WHERE THE SPREADS ARE SO TRUE
The National Association of Chain Drug Stores posted a comment on Thursday’s post, writing:
“In addition, you mention the cost of dispensing in South Carolina, but you fail to mention that Medicaid pays dispensing fees that are well below those costs. The fact that other states may pay even less does not justify paying pharmacies below their costs in South Carolina.”This is misleading and disingenuous nonsense. The dispensing fee must cover costs ONLY when ingredient cost reimbursement is equal to actual drug acquisition costs.
I presume (hope?) NACDS knows more about actual pharmacy economics. In addition to a dispensing fee, retail pharmacies earn spreads between (a) the ingredient cost reimbursement that a pharmacy gets from a third-party payer or consumer, and (b) the pharmacy’s net acquisition cost for purchasing the product.

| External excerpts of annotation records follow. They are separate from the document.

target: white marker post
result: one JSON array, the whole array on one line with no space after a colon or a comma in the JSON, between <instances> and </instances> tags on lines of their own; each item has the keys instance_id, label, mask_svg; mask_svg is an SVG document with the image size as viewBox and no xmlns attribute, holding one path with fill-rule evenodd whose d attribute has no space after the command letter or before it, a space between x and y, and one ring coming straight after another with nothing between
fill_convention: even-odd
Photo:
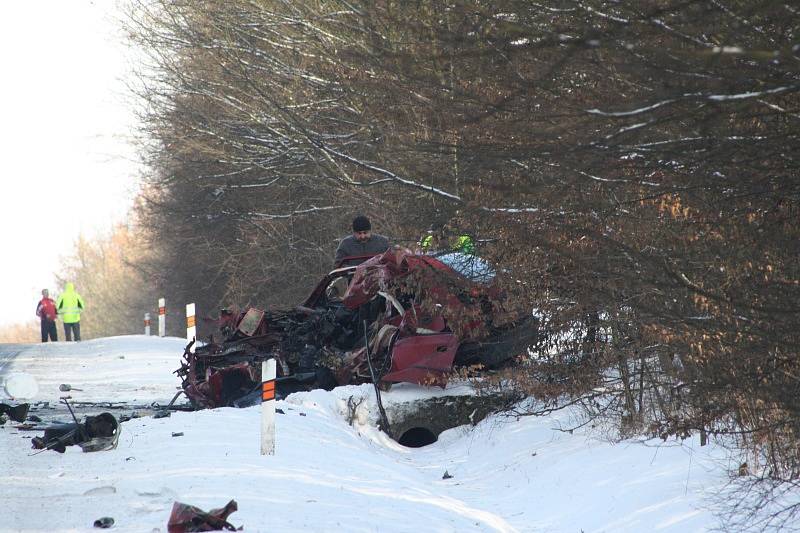
<instances>
[{"instance_id":1,"label":"white marker post","mask_svg":"<svg viewBox=\"0 0 800 533\"><path fill-rule=\"evenodd\" d=\"M167 301L164 298L158 299L158 336L167 336Z\"/></svg>"},{"instance_id":2,"label":"white marker post","mask_svg":"<svg viewBox=\"0 0 800 533\"><path fill-rule=\"evenodd\" d=\"M261 363L261 455L275 455L275 359Z\"/></svg>"},{"instance_id":3,"label":"white marker post","mask_svg":"<svg viewBox=\"0 0 800 533\"><path fill-rule=\"evenodd\" d=\"M191 342L197 336L197 326L194 318L194 303L186 304L186 340ZM194 344L191 352L194 353Z\"/></svg>"}]
</instances>

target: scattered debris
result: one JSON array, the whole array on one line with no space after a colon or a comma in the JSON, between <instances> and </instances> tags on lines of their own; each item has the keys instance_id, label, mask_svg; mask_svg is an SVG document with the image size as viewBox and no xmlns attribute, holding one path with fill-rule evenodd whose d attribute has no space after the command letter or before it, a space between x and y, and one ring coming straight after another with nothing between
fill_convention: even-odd
<instances>
[{"instance_id":1,"label":"scattered debris","mask_svg":"<svg viewBox=\"0 0 800 533\"><path fill-rule=\"evenodd\" d=\"M94 521L94 527L99 527L101 529L108 529L113 525L114 525L114 519L111 518L110 516L104 516Z\"/></svg>"},{"instance_id":2,"label":"scattered debris","mask_svg":"<svg viewBox=\"0 0 800 533\"><path fill-rule=\"evenodd\" d=\"M236 528L227 520L228 516L238 509L239 506L234 500L229 501L222 509L212 509L209 512L202 511L193 505L175 502L172 505L169 522L167 522L167 531L169 533L219 531L222 529L241 531L241 527Z\"/></svg>"},{"instance_id":3,"label":"scattered debris","mask_svg":"<svg viewBox=\"0 0 800 533\"><path fill-rule=\"evenodd\" d=\"M454 366L509 364L534 343L535 319L507 312L493 278L452 265L389 250L330 272L295 308L223 310L223 340L184 351L183 392L196 408L256 405L270 358L278 398L370 382L444 387Z\"/></svg>"},{"instance_id":4,"label":"scattered debris","mask_svg":"<svg viewBox=\"0 0 800 533\"><path fill-rule=\"evenodd\" d=\"M45 428L43 437L31 439L34 449L64 453L67 446L76 444L84 452L112 450L117 447L121 428L114 415L100 413L97 416L87 416L81 424L75 418L75 413L67 400L68 397L62 398L70 410L74 423L55 423Z\"/></svg>"},{"instance_id":5,"label":"scattered debris","mask_svg":"<svg viewBox=\"0 0 800 533\"><path fill-rule=\"evenodd\" d=\"M0 415L8 415L8 418L14 422L25 422L30 407L31 405L28 403L21 403L19 405L0 403Z\"/></svg>"}]
</instances>

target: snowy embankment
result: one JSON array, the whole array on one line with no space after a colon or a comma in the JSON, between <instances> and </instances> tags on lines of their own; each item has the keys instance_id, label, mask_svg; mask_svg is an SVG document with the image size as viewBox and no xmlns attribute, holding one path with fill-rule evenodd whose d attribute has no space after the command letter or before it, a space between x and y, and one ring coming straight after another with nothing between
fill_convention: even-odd
<instances>
[{"instance_id":1,"label":"snowy embankment","mask_svg":"<svg viewBox=\"0 0 800 533\"><path fill-rule=\"evenodd\" d=\"M12 372L36 376L32 401L58 385L86 401L166 403L184 341L116 337L31 346ZM1 389L0 389L1 390ZM430 392L395 387L384 403ZM366 400L348 424L347 400ZM8 402L8 400L2 400ZM569 413L490 417L411 449L376 429L371 386L278 402L277 452L259 454L260 408L176 412L122 424L115 450L33 455L15 423L0 428L0 531L167 530L172 504L209 510L235 499L245 531L706 531L708 496L726 481L723 450L572 432ZM446 479L444 474L449 476Z\"/></svg>"}]
</instances>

This “spread pricing” provides retail pharmacies with more than 80% of their profits from prescriptions because pharmacies consistently acquire drugs for less than the ingredient cost reimbursement amount. The average dispensing fee from an employer-sponsored pharmacy benefit plan was only $1.57 (source), which obviously wouldn’t cover an average dispensing costs of $10 per prescription.
Pharmacies maintain spreads by keeping drug acquisition costs hidden from third-party payers. This lack of transparency creates opportunities for higher pharmacy profits by enabling the pharmacy to earn larger dollar spreads between the payer’s reimbursement and the acquisition cost. Spreads are largest for pharmacies that receive undisclosed rebates and hidden discounts from wholesalers or a pharmacy buying group. See this January 2008 OIG report for the facts.
A deep irony of the Drug Channel universe: Pharmacy owners complain loudly about spread pricing reimbursement and transparency from payers to PBMs, yet profit by spread pricing themselves. Yeah, whatever.
I’M COMING HOME TO YOU
Kudos to Alabama for being first in the nation to get serious about the post-AWP future. They are embarking on a fascinating experiment to transform Medicaid reimbursement to pharmacies. Everyone in the drug channel—pharmaceutical manufacturers, wholesalers, pharmacies, PBMs, and private payers—should pay close attention these developments.
I’ll close with a direct quote from page 33 of the "Pricing Drugs" slide deck:
Concern: It was determined that the reimbursement modification would be an overall cut to pharmacies; some would be forced out of businessYou know you want hear it now. Click here if you can't see the video.
Response: As determined through the AWP litigation discovery process, the Agency has been overpaying for drugs based on an inaccurate, flawed drug pricing model. It is time for the State to move to an accurate, fair, reimbursement process based on the actual cost of dispensing, and the actual drug ingredient cost.